Generate images with Stable Diffusion (runs on the GPU and needs probably minimum 3GB vram with some hackery, more like 6GB to not have to hack around getting it to work)
Download stable-diffusion-webui
Follow their installation steps, then find either webui-user.bat
on Windows or webui-user.sh
on Linux.
Edit the file and modify the COMMANDLINE_ARGS
line.
Windows:
set COMMANDLINE_ARGS=--api --xformers
Linux:
export COMMANDLINE_ARGS="--api --xformers"
Save the file and run it. The API is now ready to receive request right from SallyBot. If you get an error with xformers just remove --xformers from the args and save the file and run it again.
It will send it to a default model of some kind, most likely it comes with Stable Diffusion 1.5 model which is a real-life images model.
Go to https://civitai.com/ and then look for an image model you like on the homepage. You can pick an anime or even a realism one if you want.
Download that model, put it in \models\stablediffusion\ where the text file is that says "Place checkpoints here.txt"
Open the stable diffusion web UI by going to localhost:7860 in your web browser URL/address bar
Select the drop-down at the top left and pick the model you just downloaded. (You might need to click the refresh symbol to reload the list of models)
Now the next image request you send to SallyBot will automatically generate with that image model!

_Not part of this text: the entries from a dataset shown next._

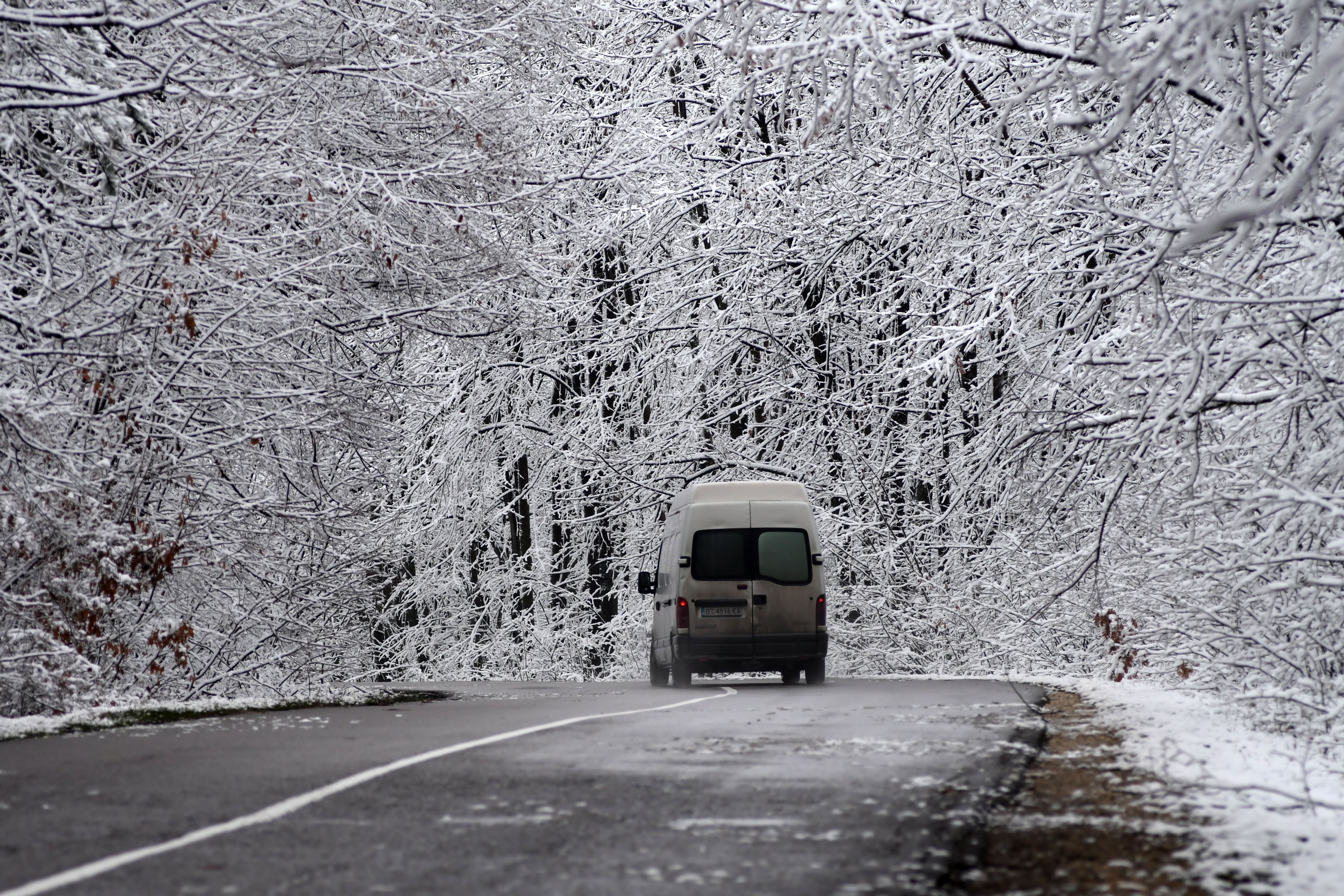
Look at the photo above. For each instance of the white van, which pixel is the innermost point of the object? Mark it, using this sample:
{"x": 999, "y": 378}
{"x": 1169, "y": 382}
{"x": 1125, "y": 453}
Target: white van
{"x": 738, "y": 586}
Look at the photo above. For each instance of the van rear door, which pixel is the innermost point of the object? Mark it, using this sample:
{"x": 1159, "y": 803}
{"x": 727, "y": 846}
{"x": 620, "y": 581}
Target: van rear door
{"x": 784, "y": 594}
{"x": 718, "y": 586}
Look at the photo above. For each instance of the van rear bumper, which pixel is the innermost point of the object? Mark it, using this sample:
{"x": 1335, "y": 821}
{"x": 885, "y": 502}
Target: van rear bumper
{"x": 749, "y": 653}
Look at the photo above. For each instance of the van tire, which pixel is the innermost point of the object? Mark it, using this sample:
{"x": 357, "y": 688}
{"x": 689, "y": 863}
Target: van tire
{"x": 658, "y": 675}
{"x": 681, "y": 675}
{"x": 816, "y": 672}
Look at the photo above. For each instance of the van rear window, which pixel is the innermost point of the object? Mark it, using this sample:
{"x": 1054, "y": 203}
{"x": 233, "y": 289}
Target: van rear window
{"x": 779, "y": 555}
{"x": 783, "y": 556}
{"x": 719, "y": 554}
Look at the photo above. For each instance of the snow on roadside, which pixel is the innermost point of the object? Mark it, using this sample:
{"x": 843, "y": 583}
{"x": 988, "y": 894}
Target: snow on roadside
{"x": 1275, "y": 806}
{"x": 144, "y": 711}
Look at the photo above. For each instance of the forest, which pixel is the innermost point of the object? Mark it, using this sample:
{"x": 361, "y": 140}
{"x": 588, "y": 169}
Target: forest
{"x": 371, "y": 340}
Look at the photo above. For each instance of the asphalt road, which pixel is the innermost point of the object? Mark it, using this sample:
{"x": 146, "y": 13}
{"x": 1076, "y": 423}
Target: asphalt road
{"x": 853, "y": 788}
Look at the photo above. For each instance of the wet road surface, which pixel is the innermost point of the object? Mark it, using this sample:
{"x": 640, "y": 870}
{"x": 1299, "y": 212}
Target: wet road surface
{"x": 853, "y": 788}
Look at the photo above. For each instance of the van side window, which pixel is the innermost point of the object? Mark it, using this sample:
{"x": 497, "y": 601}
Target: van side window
{"x": 719, "y": 554}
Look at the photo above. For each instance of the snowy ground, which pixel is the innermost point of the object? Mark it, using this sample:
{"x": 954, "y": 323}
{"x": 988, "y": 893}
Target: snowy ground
{"x": 159, "y": 711}
{"x": 1275, "y": 806}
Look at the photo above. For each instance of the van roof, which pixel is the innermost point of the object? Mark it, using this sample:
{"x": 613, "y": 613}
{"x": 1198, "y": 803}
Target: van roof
{"x": 750, "y": 491}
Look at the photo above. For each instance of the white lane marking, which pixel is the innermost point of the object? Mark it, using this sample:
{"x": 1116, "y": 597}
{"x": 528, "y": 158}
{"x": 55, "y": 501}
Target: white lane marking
{"x": 687, "y": 824}
{"x": 295, "y": 804}
{"x": 491, "y": 821}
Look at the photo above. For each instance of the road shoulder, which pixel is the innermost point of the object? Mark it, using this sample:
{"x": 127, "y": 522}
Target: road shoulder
{"x": 1084, "y": 821}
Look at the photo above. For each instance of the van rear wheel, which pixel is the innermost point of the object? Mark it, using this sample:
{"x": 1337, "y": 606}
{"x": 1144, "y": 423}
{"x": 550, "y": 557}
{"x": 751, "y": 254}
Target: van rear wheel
{"x": 681, "y": 675}
{"x": 816, "y": 672}
{"x": 658, "y": 675}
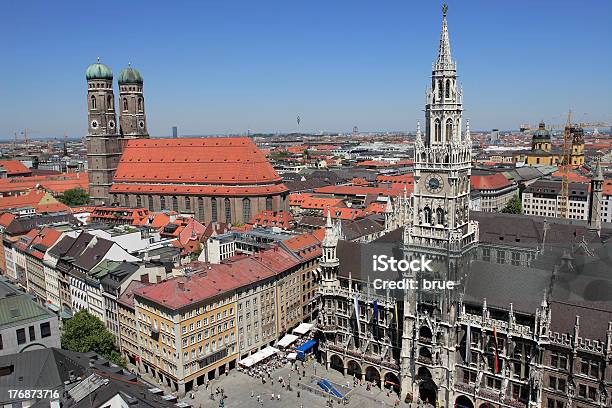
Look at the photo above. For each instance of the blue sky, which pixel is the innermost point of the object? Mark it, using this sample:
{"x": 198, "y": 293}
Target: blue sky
{"x": 229, "y": 66}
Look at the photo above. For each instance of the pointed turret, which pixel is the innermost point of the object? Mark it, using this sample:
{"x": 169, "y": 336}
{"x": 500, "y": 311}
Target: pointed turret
{"x": 445, "y": 60}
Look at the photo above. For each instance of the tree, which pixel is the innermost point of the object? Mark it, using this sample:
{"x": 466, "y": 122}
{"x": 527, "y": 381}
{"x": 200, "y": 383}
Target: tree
{"x": 74, "y": 196}
{"x": 513, "y": 206}
{"x": 84, "y": 332}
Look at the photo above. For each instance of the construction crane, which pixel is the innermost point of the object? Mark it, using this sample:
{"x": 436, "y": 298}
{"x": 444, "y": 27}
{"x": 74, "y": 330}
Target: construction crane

Stable Diffusion needs to use an older version of Python. Follow the steps in their repo and install Python 3.10.7 making sure to add it to your system PATH.
Afterwards, assuming you did not change the default install location, modify the PYTHON
line in your webui-user.bat
file.
set PYTHON="%LOCALAPPDATA%\Programs\Python\Python310\python.exe"

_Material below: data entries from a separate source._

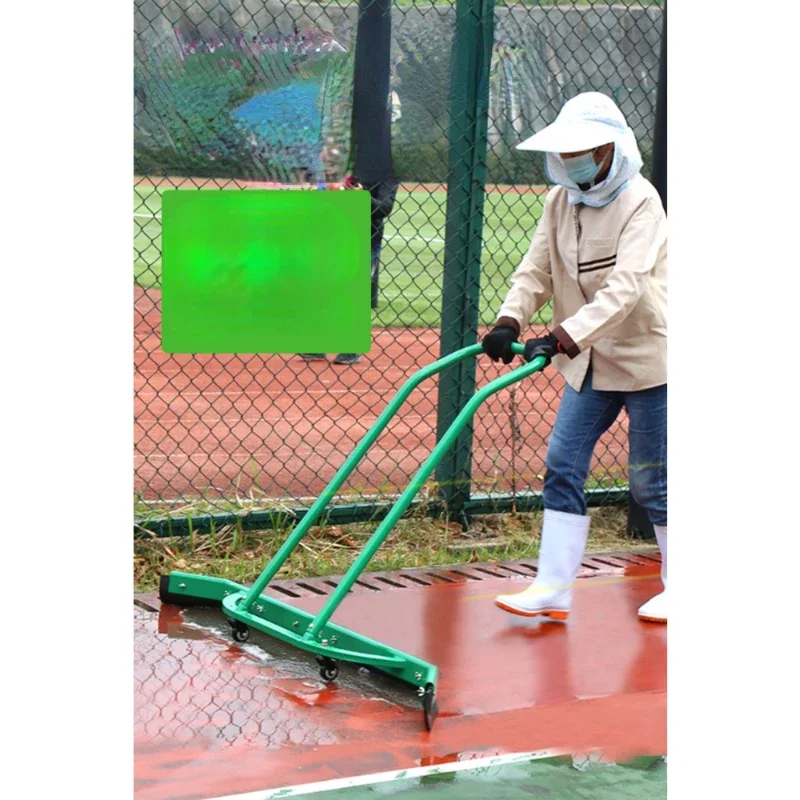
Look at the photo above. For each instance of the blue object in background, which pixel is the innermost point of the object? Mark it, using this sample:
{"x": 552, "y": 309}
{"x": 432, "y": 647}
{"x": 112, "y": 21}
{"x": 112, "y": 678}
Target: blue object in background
{"x": 287, "y": 124}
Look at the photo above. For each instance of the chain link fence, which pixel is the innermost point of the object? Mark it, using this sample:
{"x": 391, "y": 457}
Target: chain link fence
{"x": 258, "y": 93}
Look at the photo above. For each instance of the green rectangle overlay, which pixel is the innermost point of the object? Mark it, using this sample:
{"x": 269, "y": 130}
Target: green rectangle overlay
{"x": 266, "y": 271}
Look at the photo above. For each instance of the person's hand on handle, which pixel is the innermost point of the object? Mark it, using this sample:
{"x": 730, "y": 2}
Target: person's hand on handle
{"x": 545, "y": 346}
{"x": 497, "y": 343}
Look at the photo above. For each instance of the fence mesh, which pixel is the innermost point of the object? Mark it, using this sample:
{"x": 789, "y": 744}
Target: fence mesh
{"x": 258, "y": 93}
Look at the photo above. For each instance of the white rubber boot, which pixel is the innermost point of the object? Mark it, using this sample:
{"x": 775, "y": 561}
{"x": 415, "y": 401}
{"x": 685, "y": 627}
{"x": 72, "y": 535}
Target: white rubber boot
{"x": 655, "y": 609}
{"x": 563, "y": 545}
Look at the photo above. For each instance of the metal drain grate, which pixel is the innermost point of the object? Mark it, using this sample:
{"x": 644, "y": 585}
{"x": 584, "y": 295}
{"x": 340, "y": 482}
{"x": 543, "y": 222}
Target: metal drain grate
{"x": 597, "y": 564}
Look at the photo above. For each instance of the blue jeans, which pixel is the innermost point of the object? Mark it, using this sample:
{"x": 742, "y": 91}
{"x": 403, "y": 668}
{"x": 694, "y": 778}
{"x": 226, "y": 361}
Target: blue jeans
{"x": 583, "y": 417}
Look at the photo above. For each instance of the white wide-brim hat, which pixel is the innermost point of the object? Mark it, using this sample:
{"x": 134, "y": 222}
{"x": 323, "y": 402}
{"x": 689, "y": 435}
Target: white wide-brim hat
{"x": 587, "y": 121}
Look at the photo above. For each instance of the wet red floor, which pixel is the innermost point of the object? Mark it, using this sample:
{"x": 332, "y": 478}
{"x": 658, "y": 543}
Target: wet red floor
{"x": 214, "y": 718}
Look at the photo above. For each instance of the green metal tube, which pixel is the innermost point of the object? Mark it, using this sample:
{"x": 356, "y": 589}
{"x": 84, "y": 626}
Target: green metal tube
{"x": 351, "y": 463}
{"x": 377, "y": 538}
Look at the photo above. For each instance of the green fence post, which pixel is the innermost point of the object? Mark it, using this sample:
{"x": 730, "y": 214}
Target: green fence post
{"x": 469, "y": 103}
{"x": 639, "y": 525}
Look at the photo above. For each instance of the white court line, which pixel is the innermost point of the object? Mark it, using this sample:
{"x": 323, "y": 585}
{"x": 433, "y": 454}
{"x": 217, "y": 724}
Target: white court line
{"x": 478, "y": 764}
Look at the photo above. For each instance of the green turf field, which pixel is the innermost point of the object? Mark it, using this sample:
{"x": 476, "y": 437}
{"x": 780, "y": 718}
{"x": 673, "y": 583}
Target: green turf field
{"x": 511, "y": 778}
{"x": 412, "y": 256}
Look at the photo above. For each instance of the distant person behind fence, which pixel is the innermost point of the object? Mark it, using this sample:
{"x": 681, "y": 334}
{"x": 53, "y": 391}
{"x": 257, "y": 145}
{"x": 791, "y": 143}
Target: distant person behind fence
{"x": 383, "y": 195}
{"x": 600, "y": 253}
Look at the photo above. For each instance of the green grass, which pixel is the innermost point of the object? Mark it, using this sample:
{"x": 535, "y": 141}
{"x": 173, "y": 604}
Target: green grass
{"x": 412, "y": 257}
{"x": 240, "y": 555}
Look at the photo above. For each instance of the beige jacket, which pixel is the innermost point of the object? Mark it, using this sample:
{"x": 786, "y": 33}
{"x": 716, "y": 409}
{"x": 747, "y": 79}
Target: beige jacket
{"x": 606, "y": 270}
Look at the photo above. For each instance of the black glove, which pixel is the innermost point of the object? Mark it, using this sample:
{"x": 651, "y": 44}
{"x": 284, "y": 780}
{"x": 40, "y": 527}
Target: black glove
{"x": 547, "y": 346}
{"x": 497, "y": 343}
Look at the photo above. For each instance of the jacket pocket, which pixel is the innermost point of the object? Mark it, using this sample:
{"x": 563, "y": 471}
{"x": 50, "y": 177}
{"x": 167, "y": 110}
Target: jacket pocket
{"x": 597, "y": 260}
{"x": 597, "y": 255}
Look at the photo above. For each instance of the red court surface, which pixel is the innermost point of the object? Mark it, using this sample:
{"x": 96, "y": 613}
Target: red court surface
{"x": 226, "y": 425}
{"x": 213, "y": 718}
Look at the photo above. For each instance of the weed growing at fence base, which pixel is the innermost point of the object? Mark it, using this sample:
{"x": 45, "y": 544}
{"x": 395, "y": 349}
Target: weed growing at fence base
{"x": 241, "y": 555}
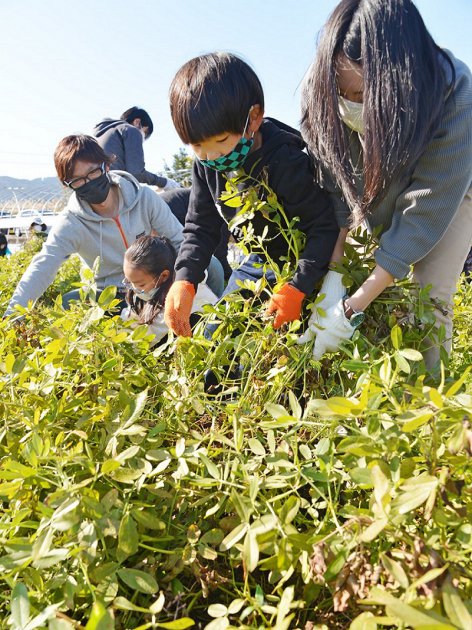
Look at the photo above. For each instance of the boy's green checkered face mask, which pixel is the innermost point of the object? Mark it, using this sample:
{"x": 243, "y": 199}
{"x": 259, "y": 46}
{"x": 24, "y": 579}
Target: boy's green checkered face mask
{"x": 235, "y": 158}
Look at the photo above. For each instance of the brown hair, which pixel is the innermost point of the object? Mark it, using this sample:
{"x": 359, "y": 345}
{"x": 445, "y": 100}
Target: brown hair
{"x": 77, "y": 147}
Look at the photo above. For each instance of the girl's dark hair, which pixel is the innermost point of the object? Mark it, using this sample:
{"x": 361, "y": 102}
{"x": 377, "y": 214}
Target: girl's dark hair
{"x": 153, "y": 254}
{"x": 405, "y": 87}
{"x": 77, "y": 147}
{"x": 136, "y": 112}
{"x": 212, "y": 94}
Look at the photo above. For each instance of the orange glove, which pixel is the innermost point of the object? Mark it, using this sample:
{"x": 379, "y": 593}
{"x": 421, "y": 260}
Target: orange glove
{"x": 286, "y": 304}
{"x": 178, "y": 307}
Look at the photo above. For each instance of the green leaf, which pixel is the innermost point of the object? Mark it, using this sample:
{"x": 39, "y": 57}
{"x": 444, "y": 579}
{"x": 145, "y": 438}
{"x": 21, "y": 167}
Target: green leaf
{"x": 335, "y": 566}
{"x": 148, "y": 519}
{"x": 289, "y": 510}
{"x": 411, "y": 354}
{"x": 138, "y": 580}
{"x": 455, "y": 387}
{"x": 256, "y": 447}
{"x": 343, "y": 406}
{"x": 415, "y": 492}
{"x": 250, "y": 552}
{"x": 362, "y": 477}
{"x": 409, "y": 615}
{"x": 178, "y": 624}
{"x": 20, "y": 607}
{"x": 100, "y": 618}
{"x": 396, "y": 570}
{"x": 454, "y": 606}
{"x": 210, "y": 466}
{"x": 217, "y": 610}
{"x": 121, "y": 603}
{"x": 414, "y": 419}
{"x": 371, "y": 532}
{"x": 396, "y": 336}
{"x": 276, "y": 411}
{"x": 128, "y": 536}
{"x": 106, "y": 296}
{"x": 402, "y": 363}
{"x": 365, "y": 621}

With Windows 11, Microsoft made PowerShell the default terminal, make sure to use Command Prompt to start it instead, an easy way to do that is WIN + R
cmd.exe
and then use cd
to navigate to the Dalai directory.
Oobabooga had an issue where for some reason they added an additional space to the end of the prompt. This causes the bot to want to spam ever lengthening repeating twitter hashtags and long long strings of emojis incessantly.

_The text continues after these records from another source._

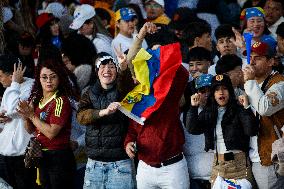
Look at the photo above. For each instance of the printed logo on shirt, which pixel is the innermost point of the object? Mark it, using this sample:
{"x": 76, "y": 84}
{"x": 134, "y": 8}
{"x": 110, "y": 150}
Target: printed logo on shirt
{"x": 58, "y": 107}
{"x": 272, "y": 96}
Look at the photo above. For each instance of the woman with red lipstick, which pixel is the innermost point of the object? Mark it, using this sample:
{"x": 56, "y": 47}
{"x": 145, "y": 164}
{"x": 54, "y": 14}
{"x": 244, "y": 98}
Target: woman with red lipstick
{"x": 108, "y": 165}
{"x": 227, "y": 127}
{"x": 49, "y": 117}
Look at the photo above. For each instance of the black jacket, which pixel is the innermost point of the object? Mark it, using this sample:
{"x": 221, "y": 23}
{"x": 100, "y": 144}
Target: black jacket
{"x": 104, "y": 135}
{"x": 238, "y": 124}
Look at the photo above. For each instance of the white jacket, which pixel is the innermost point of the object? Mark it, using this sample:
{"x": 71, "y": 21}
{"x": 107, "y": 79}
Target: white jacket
{"x": 14, "y": 138}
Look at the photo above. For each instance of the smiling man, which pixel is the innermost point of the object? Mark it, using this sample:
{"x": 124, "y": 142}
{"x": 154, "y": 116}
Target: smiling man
{"x": 155, "y": 10}
{"x": 274, "y": 10}
{"x": 265, "y": 90}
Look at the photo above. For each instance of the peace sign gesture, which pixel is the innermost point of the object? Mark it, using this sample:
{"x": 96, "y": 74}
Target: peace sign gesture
{"x": 18, "y": 72}
{"x": 121, "y": 57}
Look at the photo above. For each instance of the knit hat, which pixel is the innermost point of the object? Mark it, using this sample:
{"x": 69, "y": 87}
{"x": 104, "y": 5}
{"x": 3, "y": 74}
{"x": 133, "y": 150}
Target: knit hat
{"x": 43, "y": 18}
{"x": 57, "y": 9}
{"x": 125, "y": 14}
{"x": 252, "y": 12}
{"x": 81, "y": 14}
{"x": 203, "y": 80}
{"x": 160, "y": 2}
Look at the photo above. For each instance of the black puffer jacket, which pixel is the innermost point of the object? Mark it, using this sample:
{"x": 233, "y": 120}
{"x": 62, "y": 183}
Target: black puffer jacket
{"x": 104, "y": 135}
{"x": 238, "y": 124}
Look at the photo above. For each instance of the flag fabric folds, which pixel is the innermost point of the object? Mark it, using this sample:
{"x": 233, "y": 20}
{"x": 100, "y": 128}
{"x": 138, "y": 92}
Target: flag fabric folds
{"x": 155, "y": 71}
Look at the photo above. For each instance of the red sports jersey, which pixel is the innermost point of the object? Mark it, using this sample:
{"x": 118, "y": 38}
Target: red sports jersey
{"x": 56, "y": 111}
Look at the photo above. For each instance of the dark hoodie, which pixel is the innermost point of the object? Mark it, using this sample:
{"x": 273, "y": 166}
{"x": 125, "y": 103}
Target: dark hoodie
{"x": 238, "y": 124}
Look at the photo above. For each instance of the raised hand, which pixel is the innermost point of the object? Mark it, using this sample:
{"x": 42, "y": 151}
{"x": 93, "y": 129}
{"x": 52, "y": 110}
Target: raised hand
{"x": 239, "y": 41}
{"x": 243, "y": 99}
{"x": 3, "y": 118}
{"x": 18, "y": 73}
{"x": 25, "y": 109}
{"x": 110, "y": 109}
{"x": 249, "y": 73}
{"x": 121, "y": 57}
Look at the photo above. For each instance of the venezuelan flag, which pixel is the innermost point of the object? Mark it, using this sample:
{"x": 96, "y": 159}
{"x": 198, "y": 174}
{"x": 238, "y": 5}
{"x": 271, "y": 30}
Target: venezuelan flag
{"x": 155, "y": 71}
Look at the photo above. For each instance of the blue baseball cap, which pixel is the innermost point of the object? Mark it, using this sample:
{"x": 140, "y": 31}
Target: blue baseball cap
{"x": 203, "y": 80}
{"x": 254, "y": 12}
{"x": 125, "y": 14}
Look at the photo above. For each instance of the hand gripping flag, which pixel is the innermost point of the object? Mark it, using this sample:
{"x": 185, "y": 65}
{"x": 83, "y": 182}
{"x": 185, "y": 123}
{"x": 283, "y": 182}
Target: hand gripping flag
{"x": 248, "y": 38}
{"x": 155, "y": 71}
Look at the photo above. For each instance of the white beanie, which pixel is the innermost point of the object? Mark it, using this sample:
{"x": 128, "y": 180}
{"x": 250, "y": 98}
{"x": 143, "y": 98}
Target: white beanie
{"x": 57, "y": 9}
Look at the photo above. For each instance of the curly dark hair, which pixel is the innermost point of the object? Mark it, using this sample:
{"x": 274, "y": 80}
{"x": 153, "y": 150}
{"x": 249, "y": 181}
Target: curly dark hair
{"x": 64, "y": 87}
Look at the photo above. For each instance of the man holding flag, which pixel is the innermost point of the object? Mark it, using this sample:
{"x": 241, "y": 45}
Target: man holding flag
{"x": 158, "y": 138}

The cause is thought to be because double-spaces in the LLMs are statistically usually written just before emojis, so the LLM will calculate any double space as likely being followed by an emoji.
The fix is to make sure there are no double spaces or any spaces at all at the end of your prompt.
The reason for this is that there is no proper working stop command built into dalai. There is one they tried to make, but it crashes the dalai server every 2nd or 3rd time you run it so in my view it's not working.
I built my own stop command into the source code myself. Not only does it work every time without crashing, it's also much faster and stops the rambling instantly, compared to their weak stop command that lets it ramble for like 5+ whole seconds after you told it to stop.
It's just 5 easy steps to get it working on your system too!
- download the dalai source code from that cocktailpeanut github linked above
- unzip it to a folder somewhere ON C DRIVE ON C DRIVE ON C DRIVE IT DOES NOT WORK ON ANY OTHER DRIVE LETTER (I suggest putting it next to the c:\users\username\dalai folder. mine is C:\Users\Dean\dalaiDS)
- replace the index.js file with my special index.js file here: https://pastebin.com/A3bpWhTG
- navigate a command prompt to this custom source dalai folder we just unzipped with the custom index.js file in it (by typing "cd" and then the custom folder. like this:
cd c:\downloads\dalaiCustomSource
- run the
npx dalai serve
command from command prompt within this folder
NOTE: it will do this purple IndexTree thingie every time you start the server with my custom code:
I don't know why but it just does. It takes like 20-40 seconds at worst. Small price to pay for a working stop command that actually stops the bot ramblin without crashing the server.
That's it! After it starts up, you are ready to run the bot and query some LLMs!